To rebuild the container images automatically, Freshmaker needs to auto-generate the Dockerfiles based on the built module. We should probably have one Dockerfile per module profile, although the PolicyEngine can influence that.

Container image build

  • Event sent by:
    • OSBS (new container image is built)
    • Triggers:
    • OSBS (rebuilds all the layers images based on this image)

This is out of scope for Freshmaker. OSBS takes care of rebuilding layered container images when one of the layers changes.

Base Image Builds

  • Event sent by:
    • New RPM is built that goes into the Docker base image
  • Triggers:
    • A run of Pungi which produces a new base image and other “compose” artifacts.
  • Mapping can be found in:
    • PDC has a list of all rpms that went into the last compose for each release.

Ralph’s comment: We don’t want to do this *every* time. It is too much. Maybe only trigger new composes when further conditions are met. Take this one on last after we’ve gained experience with the other triggers.

Deciding whether to rebuild or not

Quality: Freshmaker should certainly not rebuild all the artifacts all the time. There might be good reasons why not to do it, for example when the underlying artifact did not pass its tests. To decide whether Freshmaker should rebuild the upstream artifacts, it must query the PolicyEngine.

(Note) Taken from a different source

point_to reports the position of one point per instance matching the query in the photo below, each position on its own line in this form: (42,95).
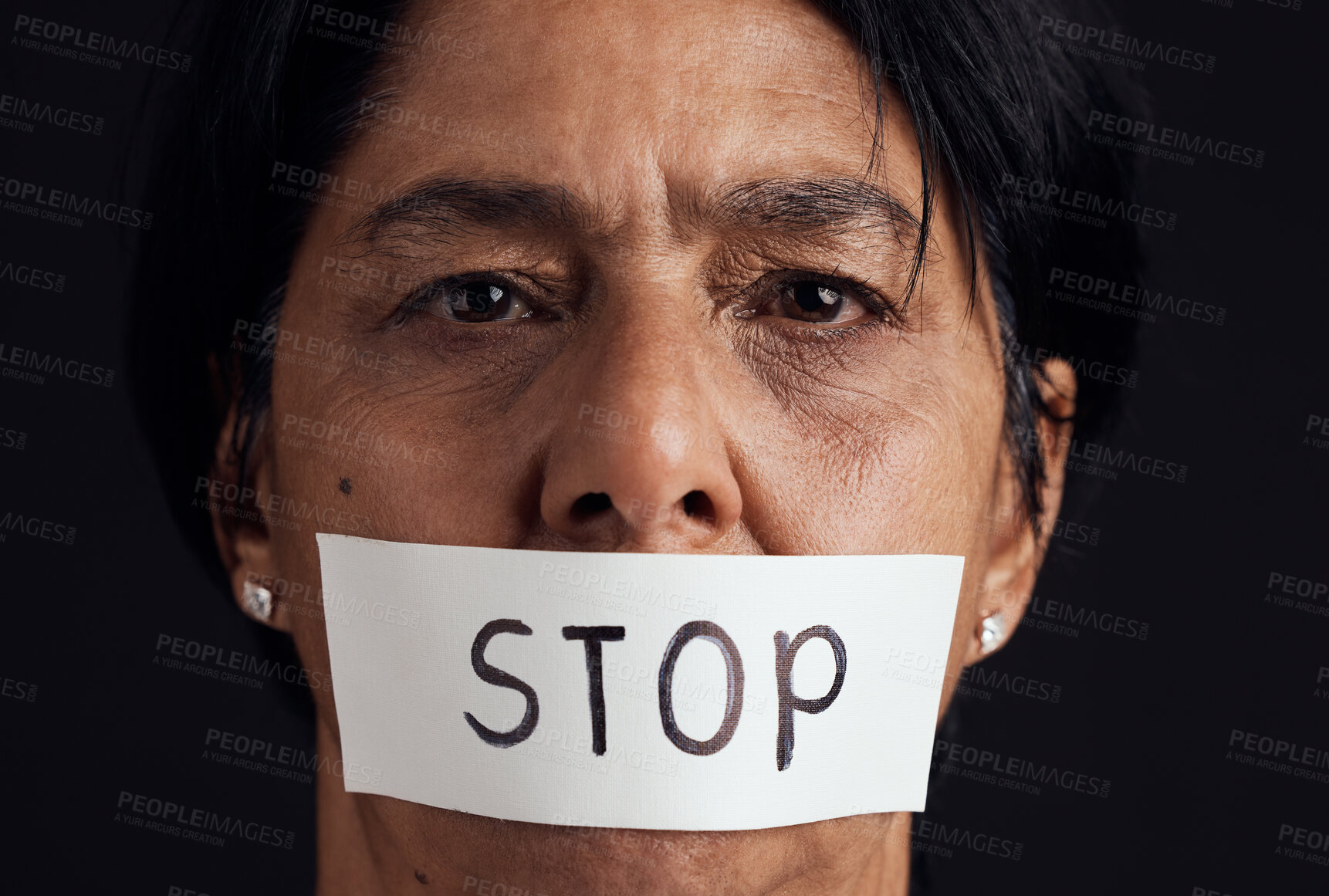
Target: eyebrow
(445,209)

Iterative Enablement: We also need a way to turn this on slowly for different content types - in particular for container rebuilds. The system should allow a whitelist of patterns for container names that should be considered for this, so we can start out with only doing automated rebuilds of the sssd container. Once we’re happy that it is working well, we can expand the whitelist, or remove it all together to handle all containers.

Detecting Cycles: We need some way to detect cycles, to make sure we’re not in an infinite loop….

Handling Failures: Does Freshmaker care whether builds that it kicks off pass or fail? If it does care, what actions are taken?